Monday January 15, 2007
I get up slowly and start to pack up. It’s been raining for over three hours already and almost everything is wet; well not just wet, but pretty thoroughly soaked. I call Teri who lives in Jackson and she says that in Jackson it’s going to be 40* and it’s going to rain all day. She also said that she was in Chicago. Gee, thanks Teri, but at least I know.
I get everything packed up and it’s still raining so not only is the gear wet, but I’m drenched. I have dry clothes, but if I put them on, I won’t have anything dry when I get to the other end. Either way I must be careful as I don’t want to risk hypothermia. I decide to stay in my wet jeans and shirt, pull my snowsuit on over them and get on my bike.
It’s been physically challenging to get on a bike in wet clothes. It was more challenging to get into my gloves because my hands were so wet. The gloves were stuck to my hands and just wouldn’t push on. I ended up having Wendy help me like I was some little kid.
For most of the 150 miles, it rained. And rained. And rained. No just a light drizzle, or a drizzle but rain, rain and more rain. I stop and put $3.00 in my gas tank. I didn’t put the other $1.68 in for some strange reason. I was afraid that I would have to stop and not have any money if I needed it. (I think that really was one of the processing problems that my mental illness causes.) Hindsight says that I needed to get more gas in the tank.
Then as I take off from the gas station, I realize that my speedometer/odometer isn’t working. I won’t know how many miles I’m going. On a motorcycle the way you know that it is time to get gas is:
By how many miles you have gone or
By having to turn on the reserve tank and then finding out how far it will take you.

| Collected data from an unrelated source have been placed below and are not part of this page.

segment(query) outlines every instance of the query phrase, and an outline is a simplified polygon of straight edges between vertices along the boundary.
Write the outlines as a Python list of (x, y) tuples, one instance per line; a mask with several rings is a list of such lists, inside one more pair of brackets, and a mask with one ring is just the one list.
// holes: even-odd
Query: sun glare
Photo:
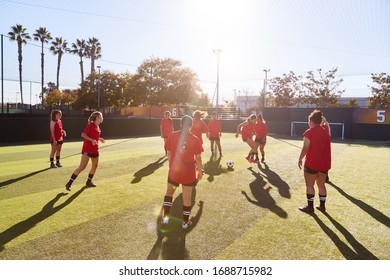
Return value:
[(194, 26), (205, 32), (205, 39), (213, 48), (224, 48), (232, 34), (242, 26), (246, 1), (197, 0), (191, 1)]

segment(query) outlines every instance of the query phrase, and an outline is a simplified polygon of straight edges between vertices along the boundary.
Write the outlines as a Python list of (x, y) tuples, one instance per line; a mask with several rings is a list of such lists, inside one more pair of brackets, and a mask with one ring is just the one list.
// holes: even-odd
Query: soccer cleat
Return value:
[(57, 168), (57, 165), (55, 165), (53, 162), (50, 164), (50, 168)]
[(253, 162), (253, 158), (252, 158), (251, 156), (247, 156), (247, 157), (245, 157), (245, 159), (246, 159), (248, 162), (250, 162), (250, 163)]
[(59, 162), (56, 163), (56, 166), (57, 167), (62, 167), (61, 163), (59, 163)]
[(161, 219), (161, 223), (163, 225), (166, 225), (169, 223), (169, 216), (164, 216), (162, 219)]
[(325, 206), (317, 205), (316, 208), (320, 210), (321, 212), (326, 212)]
[(254, 163), (258, 163), (259, 162), (259, 158), (256, 158), (253, 162)]
[(72, 190), (72, 185), (71, 185), (71, 184), (69, 184), (69, 182), (68, 182), (68, 183), (66, 183), (66, 185), (65, 185), (65, 189), (66, 189), (67, 191), (71, 191), (71, 190)]
[(91, 180), (88, 180), (88, 181), (85, 183), (85, 185), (86, 185), (87, 187), (96, 187), (96, 185), (95, 185)]
[(314, 213), (314, 208), (312, 207), (309, 207), (309, 206), (302, 206), (302, 207), (299, 207), (299, 210), (301, 210), (302, 212), (305, 212), (305, 213)]
[(192, 225), (192, 222), (191, 222), (191, 221), (183, 222), (183, 223), (181, 224), (181, 227), (182, 227), (182, 229), (188, 229), (190, 225)]
[(264, 157), (261, 157), (261, 162), (264, 162), (265, 161), (265, 158)]

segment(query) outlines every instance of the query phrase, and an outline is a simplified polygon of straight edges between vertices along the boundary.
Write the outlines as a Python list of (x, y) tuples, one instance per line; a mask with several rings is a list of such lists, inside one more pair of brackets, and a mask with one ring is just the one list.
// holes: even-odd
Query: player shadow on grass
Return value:
[(136, 184), (141, 182), (143, 177), (149, 176), (153, 174), (157, 169), (162, 167), (164, 165), (164, 162), (166, 162), (168, 158), (161, 157), (155, 162), (152, 162), (151, 164), (148, 164), (144, 168), (138, 170), (137, 172), (134, 173), (134, 179), (131, 181), (132, 184)]
[(269, 166), (265, 162), (263, 164), (264, 168), (260, 162), (257, 163), (257, 166), (259, 167), (260, 171), (265, 174), (265, 178), (268, 180), (268, 182), (278, 189), (279, 194), (282, 197), (291, 198), (290, 186), (287, 184), (287, 182), (280, 178), (278, 173), (269, 169)]
[[(194, 189), (192, 205), (195, 204)], [(162, 209), (157, 218), (157, 240), (151, 249), (147, 260), (190, 260), (190, 252), (186, 248), (186, 237), (198, 224), (203, 213), (203, 201), (199, 201), (199, 210), (191, 218), (192, 225), (184, 230), (181, 227), (183, 214), (183, 195), (180, 194), (173, 202), (170, 219), (167, 225), (161, 224)]]
[(214, 181), (214, 176), (219, 176), (222, 173), (226, 173), (226, 170), (222, 169), (222, 165), (221, 165), (222, 157), (218, 157), (216, 158), (216, 160), (214, 159), (215, 159), (214, 156), (211, 156), (209, 161), (206, 162), (205, 165), (203, 166), (204, 174), (209, 175), (207, 177), (207, 181), (209, 182)]
[(284, 211), (281, 207), (279, 207), (276, 204), (275, 199), (270, 195), (269, 191), (272, 188), (264, 188), (267, 183), (264, 181), (264, 178), (261, 176), (261, 174), (253, 171), (252, 167), (249, 167), (248, 170), (250, 170), (252, 172), (252, 175), (256, 178), (253, 182), (249, 184), (249, 188), (251, 189), (252, 195), (256, 200), (250, 198), (245, 191), (241, 191), (245, 198), (254, 205), (269, 209), (281, 218), (287, 218), (287, 212)]
[(46, 203), (45, 206), (43, 206), (42, 210), (35, 215), (31, 216), (30, 218), (27, 218), (24, 221), (21, 221), (9, 229), (6, 229), (5, 231), (0, 233), (0, 252), (3, 251), (4, 245), (8, 242), (12, 241), (13, 239), (17, 238), (18, 236), (26, 233), (33, 227), (35, 227), (40, 222), (44, 221), (45, 219), (49, 218), (50, 216), (54, 215), (58, 211), (62, 210), (64, 207), (69, 205), (73, 200), (75, 200), (85, 189), (89, 187), (84, 186), (77, 192), (75, 192), (73, 195), (71, 195), (67, 200), (65, 200), (60, 205), (54, 206), (54, 204), (62, 197), (68, 195), (68, 193), (59, 193), (57, 194), (52, 200), (50, 200), (48, 203)]
[[(347, 260), (378, 260), (378, 258), (373, 253), (371, 253), (359, 241), (357, 241), (356, 238), (339, 222), (333, 219), (333, 217), (330, 216), (329, 213), (323, 212), (323, 214), (329, 219), (329, 221), (335, 226), (335, 228), (344, 236), (344, 238), (347, 240), (349, 245), (352, 246), (353, 249), (350, 248), (350, 246), (346, 244), (344, 241), (342, 241), (340, 237), (338, 237), (333, 230), (331, 230), (327, 225), (325, 225), (325, 223), (316, 214), (312, 213), (310, 215), (314, 218), (314, 220), (324, 231), (324, 233), (329, 236), (330, 240), (332, 240), (332, 242), (339, 249), (340, 253)], [(318, 257), (319, 259), (321, 259), (321, 256)]]
[[(99, 147), (99, 150), (107, 149), (108, 147), (111, 147), (111, 146), (117, 146), (117, 145), (129, 142), (129, 141), (132, 141), (132, 140), (134, 140), (134, 139), (131, 138), (131, 139), (126, 139), (126, 140), (117, 142), (117, 143), (102, 145), (101, 147)], [(80, 153), (78, 152), (78, 153), (74, 153), (74, 154), (67, 155), (67, 156), (61, 156), (61, 159), (64, 160), (64, 159), (71, 158), (71, 157), (74, 157), (74, 156), (79, 156), (79, 155), (80, 155)]]
[(7, 181), (0, 182), (0, 188), (5, 187), (5, 186), (8, 186), (8, 185), (11, 185), (11, 184), (16, 183), (16, 182), (19, 182), (19, 181), (21, 181), (21, 180), (27, 179), (27, 178), (32, 177), (32, 176), (34, 176), (34, 175), (37, 175), (37, 174), (39, 174), (39, 173), (41, 173), (41, 172), (47, 171), (47, 170), (49, 170), (49, 169), (51, 169), (51, 168), (50, 168), (50, 167), (47, 167), (47, 168), (44, 168), (44, 169), (41, 169), (41, 170), (38, 170), (38, 171), (31, 172), (31, 173), (29, 173), (29, 174), (20, 176), (20, 177), (18, 177), (18, 178), (9, 179), (9, 180), (7, 180)]
[(360, 199), (354, 198), (353, 196), (347, 194), (343, 189), (338, 187), (332, 182), (328, 182), (329, 185), (331, 185), (333, 188), (335, 188), (341, 195), (343, 195), (345, 198), (347, 198), (349, 201), (351, 201), (353, 204), (358, 206), (360, 209), (365, 211), (367, 214), (369, 214), (371, 217), (373, 217), (378, 222), (384, 224), (388, 228), (390, 228), (390, 218), (387, 217), (385, 214), (380, 212), (379, 210), (375, 209), (371, 205), (368, 205), (364, 201), (361, 201)]

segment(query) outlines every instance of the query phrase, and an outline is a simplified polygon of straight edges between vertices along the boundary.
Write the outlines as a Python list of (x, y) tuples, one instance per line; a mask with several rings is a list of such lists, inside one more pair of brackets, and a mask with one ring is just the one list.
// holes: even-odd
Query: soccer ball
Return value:
[(226, 166), (227, 166), (228, 168), (233, 168), (233, 166), (234, 166), (234, 161), (228, 160), (228, 161), (226, 162)]

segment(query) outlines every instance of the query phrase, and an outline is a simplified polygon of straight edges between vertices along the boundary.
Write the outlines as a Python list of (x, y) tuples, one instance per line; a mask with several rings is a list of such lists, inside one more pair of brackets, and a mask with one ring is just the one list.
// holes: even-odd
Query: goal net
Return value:
[[(333, 139), (344, 140), (344, 123), (329, 123)], [(291, 122), (291, 136), (301, 136), (309, 128), (307, 122)]]

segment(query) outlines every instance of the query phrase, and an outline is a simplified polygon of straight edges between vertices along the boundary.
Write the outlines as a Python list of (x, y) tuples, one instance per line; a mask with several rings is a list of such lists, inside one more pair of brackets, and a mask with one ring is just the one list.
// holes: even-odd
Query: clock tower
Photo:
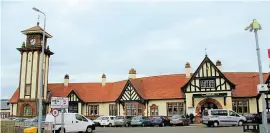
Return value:
[(38, 97), (42, 93), (43, 101), (47, 97), (48, 87), (48, 72), (49, 58), (54, 53), (50, 51), (47, 39), (52, 38), (52, 35), (45, 32), (44, 43), (44, 62), (43, 65), (43, 91), (39, 92), (40, 88), (40, 61), (42, 57), (42, 39), (43, 29), (37, 26), (23, 30), (26, 35), (26, 41), (22, 43), (20, 48), (17, 48), (21, 53), (20, 78), (19, 78), (19, 100), (18, 100), (18, 115), (25, 116), (26, 107), (31, 112), (31, 116), (38, 114)]

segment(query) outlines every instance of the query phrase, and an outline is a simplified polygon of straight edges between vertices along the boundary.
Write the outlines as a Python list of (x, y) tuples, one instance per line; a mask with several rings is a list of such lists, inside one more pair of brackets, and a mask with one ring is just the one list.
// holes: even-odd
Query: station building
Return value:
[[(257, 92), (258, 72), (224, 72), (221, 61), (215, 63), (205, 55), (195, 71), (190, 63), (183, 64), (185, 73), (136, 77), (136, 70), (127, 72), (127, 79), (99, 83), (70, 83), (66, 74), (62, 83), (48, 83), (50, 57), (54, 54), (47, 44), (52, 35), (46, 32), (43, 91), (39, 92), (41, 74), (41, 40), (43, 29), (37, 25), (22, 31), (26, 41), (17, 50), (21, 55), (19, 85), (9, 99), (10, 114), (19, 117), (38, 115), (38, 96), (42, 93), (43, 113), (51, 111), (51, 97), (68, 97), (68, 112), (87, 117), (101, 115), (172, 116), (195, 115), (199, 122), (205, 109), (232, 109), (240, 114), (262, 111), (261, 100), (266, 100), (270, 111), (270, 95), (261, 99)], [(263, 73), (264, 83), (270, 88), (270, 74)]]

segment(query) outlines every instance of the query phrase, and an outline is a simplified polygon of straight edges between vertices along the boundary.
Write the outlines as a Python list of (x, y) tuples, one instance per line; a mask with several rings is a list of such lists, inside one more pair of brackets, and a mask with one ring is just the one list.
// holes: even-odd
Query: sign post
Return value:
[[(68, 98), (67, 97), (52, 97), (51, 108), (61, 109), (61, 131), (60, 132), (64, 133), (64, 112), (65, 112), (65, 109), (68, 109)], [(59, 111), (58, 111), (58, 115), (59, 115)]]
[[(56, 117), (59, 115), (59, 111), (57, 109), (53, 109), (52, 110), (52, 115), (54, 116), (54, 122), (53, 124), (56, 124)], [(55, 129), (53, 130), (53, 132), (55, 133)]]

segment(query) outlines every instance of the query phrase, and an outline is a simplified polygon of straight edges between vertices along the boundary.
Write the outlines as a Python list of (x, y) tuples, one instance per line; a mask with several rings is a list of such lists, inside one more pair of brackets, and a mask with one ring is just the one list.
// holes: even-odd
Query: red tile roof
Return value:
[[(23, 34), (28, 34), (28, 33), (33, 33), (33, 32), (35, 32), (35, 33), (43, 33), (43, 31), (44, 30), (39, 25), (37, 25), (37, 26), (31, 27), (31, 28), (28, 28), (26, 30), (23, 30), (22, 33)], [(46, 33), (45, 34), (46, 37), (48, 37), (48, 38), (51, 38), (52, 37), (52, 35), (50, 35), (46, 31), (45, 31), (45, 33)]]
[[(224, 72), (225, 77), (232, 81), (236, 88), (232, 90), (233, 97), (253, 97), (257, 96), (257, 84), (259, 83), (256, 72)], [(269, 73), (264, 73), (266, 82)], [(185, 74), (172, 74), (129, 79), (139, 95), (144, 99), (173, 99), (184, 98), (181, 87), (189, 79)], [(113, 102), (121, 94), (127, 80), (106, 83), (103, 87), (101, 83), (69, 83), (65, 87), (63, 83), (49, 84), (48, 90), (52, 96), (66, 97), (73, 90), (84, 102)], [(15, 91), (10, 103), (17, 102), (19, 89)]]

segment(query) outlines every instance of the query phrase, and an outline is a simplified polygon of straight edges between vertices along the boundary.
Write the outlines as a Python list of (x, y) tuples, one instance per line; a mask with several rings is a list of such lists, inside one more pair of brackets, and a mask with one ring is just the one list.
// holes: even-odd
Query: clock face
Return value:
[(30, 44), (31, 44), (31, 45), (34, 45), (35, 43), (36, 43), (36, 39), (31, 39), (31, 40), (30, 40)]

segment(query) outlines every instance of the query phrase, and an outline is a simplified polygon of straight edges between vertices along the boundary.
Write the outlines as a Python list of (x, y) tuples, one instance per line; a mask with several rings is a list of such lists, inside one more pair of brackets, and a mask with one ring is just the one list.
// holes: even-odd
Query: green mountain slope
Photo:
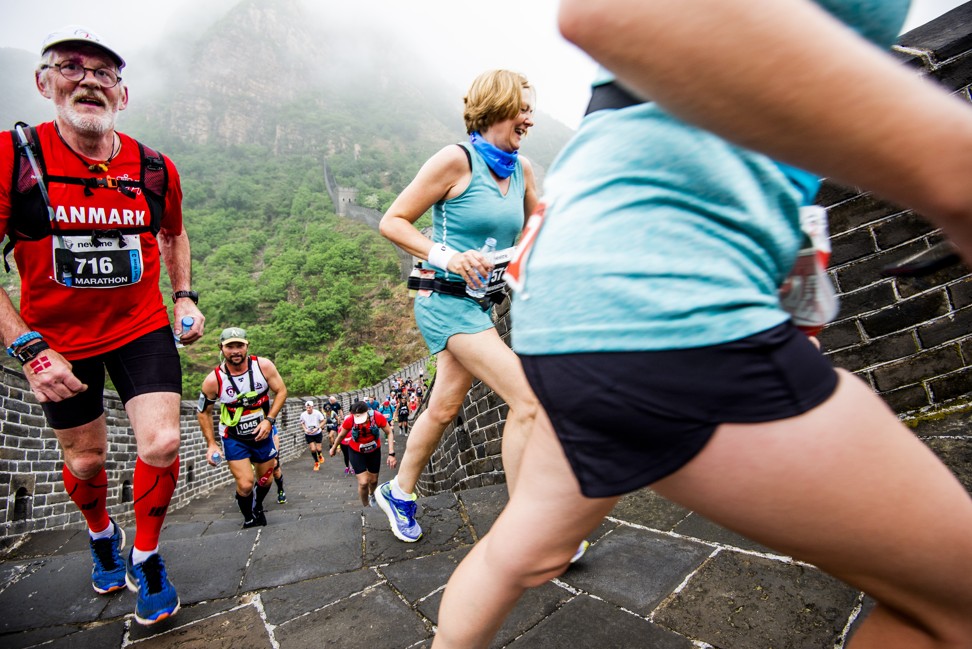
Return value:
[[(429, 155), (464, 137), (463, 89), (405, 65), (403, 46), (362, 38), (297, 0), (243, 0), (155, 55), (158, 70), (126, 70), (121, 130), (164, 151), (182, 178), (207, 319), (203, 340), (182, 352), (186, 398), (217, 363), (227, 326), (248, 330), (295, 395), (370, 385), (427, 353), (398, 251), (373, 225), (336, 214), (325, 166), (383, 211)], [(0, 82), (30, 81), (36, 58), (11, 53), (0, 50), (12, 61)], [(50, 118), (37, 107), (18, 95), (8, 111)], [(542, 176), (570, 131), (537, 121), (523, 152)], [(16, 295), (14, 279), (4, 286)]]

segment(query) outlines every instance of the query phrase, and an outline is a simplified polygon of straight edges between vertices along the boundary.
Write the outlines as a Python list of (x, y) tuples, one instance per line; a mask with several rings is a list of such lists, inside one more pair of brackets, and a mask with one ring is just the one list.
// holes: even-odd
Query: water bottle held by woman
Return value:
[[(486, 258), (486, 261), (492, 263), (493, 253), (496, 252), (496, 239), (494, 239), (493, 237), (487, 237), (486, 243), (484, 243), (483, 247), (479, 249), (479, 252), (483, 254), (483, 257)], [(479, 277), (479, 281), (482, 282), (483, 285), (473, 287), (467, 284), (466, 295), (472, 298), (476, 298), (477, 300), (481, 300), (482, 298), (486, 297), (486, 285), (489, 284), (489, 278), (483, 277), (478, 273), (477, 276)]]

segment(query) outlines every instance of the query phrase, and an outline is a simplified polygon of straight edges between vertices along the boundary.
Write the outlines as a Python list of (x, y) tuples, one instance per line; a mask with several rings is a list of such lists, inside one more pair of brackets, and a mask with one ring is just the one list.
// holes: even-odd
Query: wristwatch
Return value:
[(395, 451), (388, 451), (388, 457), (395, 457)]
[(32, 361), (37, 358), (45, 349), (50, 349), (51, 346), (48, 345), (44, 340), (38, 340), (33, 342), (26, 347), (21, 347), (19, 352), (14, 352), (13, 357), (20, 361), (21, 365), (24, 365), (28, 361)]
[(271, 426), (276, 426), (277, 425), (277, 418), (276, 417), (264, 417), (264, 419), (266, 419), (267, 421), (269, 421)]
[(172, 302), (175, 303), (180, 297), (187, 297), (193, 304), (199, 304), (199, 293), (195, 291), (175, 291), (172, 293)]

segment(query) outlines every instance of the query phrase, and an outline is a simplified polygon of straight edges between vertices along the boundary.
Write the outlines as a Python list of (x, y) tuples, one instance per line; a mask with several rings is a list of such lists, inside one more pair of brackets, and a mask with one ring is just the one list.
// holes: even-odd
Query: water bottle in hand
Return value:
[[(195, 322), (195, 321), (196, 320), (192, 316), (189, 316), (189, 315), (184, 316), (182, 318), (182, 333), (184, 334), (187, 331), (189, 331), (190, 329), (192, 329), (192, 323)], [(182, 344), (182, 341), (180, 340), (180, 337), (181, 336), (182, 336), (182, 334), (179, 334), (177, 336), (174, 331), (172, 332), (172, 337), (175, 338), (175, 346), (176, 347), (185, 347), (185, 345), (183, 345)]]
[[(479, 252), (481, 252), (483, 257), (486, 258), (486, 261), (492, 263), (493, 253), (496, 252), (496, 239), (493, 237), (487, 237), (486, 243), (484, 243), (483, 247), (479, 249)], [(483, 285), (474, 287), (466, 284), (466, 295), (471, 298), (481, 300), (486, 297), (486, 285), (489, 283), (489, 278), (483, 277), (482, 275), (479, 275), (479, 273), (477, 273), (477, 276)]]
[(216, 466), (219, 466), (219, 463), (223, 461), (223, 456), (219, 454), (219, 451), (215, 451), (209, 457), (209, 459), (211, 459), (213, 461), (213, 464), (215, 464)]

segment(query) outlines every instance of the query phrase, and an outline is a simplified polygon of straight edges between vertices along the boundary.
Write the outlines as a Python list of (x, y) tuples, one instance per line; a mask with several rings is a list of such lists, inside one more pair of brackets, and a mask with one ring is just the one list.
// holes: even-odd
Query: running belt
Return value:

The thought of having to use option b scares me to death as I am in a rural area and could be caught a long way from a gas station. I don’t want to learn the hard way how long my reserve tank will last.
If Teri had been in Jackson would I have told her that I was in trouble? I really don’t know, but she wasn’t so it didn’t matter. She was in Chicago heading over to Kansas. Now I ask you, the NAMI Ed’s Group is meeting in Kansas in the dead of winter, how sane is that?
Anyway, I make it to Rocky Springs Campground. The first thing that I do is head to the restroom and drip all over the floor for about half an hour, feeling the warmth on my face. I shrug out of my snowsuit, then pull off my boots and pour the water out of them. I really do need a better answer. After another half an hour, I head outside to find a good campsite; a place to put up my tent.
As I unroll my tent, it is a sodden mass of wet fabric, wet on the inside and wet on the outside. Since it isn’t currently raining, I leave the window open and the fly off the top for a bit to see if things might dry out a bit. My sleeping bag is also wet. I am grateful that I don’t have a goose down bag as down doesn’t have as much insulating power when it is wet as the artificial fibers do. When hollofil gets wet, it can still offer some warmth.
So I unroll it, shed most of my wet clothes, lay down and cover up. And I start to shiver as I start to warm up. I’m getting warm, but not fast enough. I reluctantly pull out my dry clothes, put them on and climb back in the wet sleeping bag. I pull the blue blanket over the top of the wet sleeping bag to offer more insulation from the cold and fall asleep.
I am not sure just how cold it got, but it got cold. The van dweller staying across the road from me woke me up continually by running her vehicle. Get a damn decent sleeping bag so you don’t have to fire up the vehicle and wake up most of the entire campground. Geesh.
Finally about 4AM, I got up and went in the restroom for self-preservation and read a book. I wanted to kill the van dweller. Many van dwellers run in stealth mode, but I guess she doesn’t do that in campgrounds.
The restrooms are really clean and large. I am glad that they are heated. About 7 I hear her packing up and I go back and lay down to go back to sleep.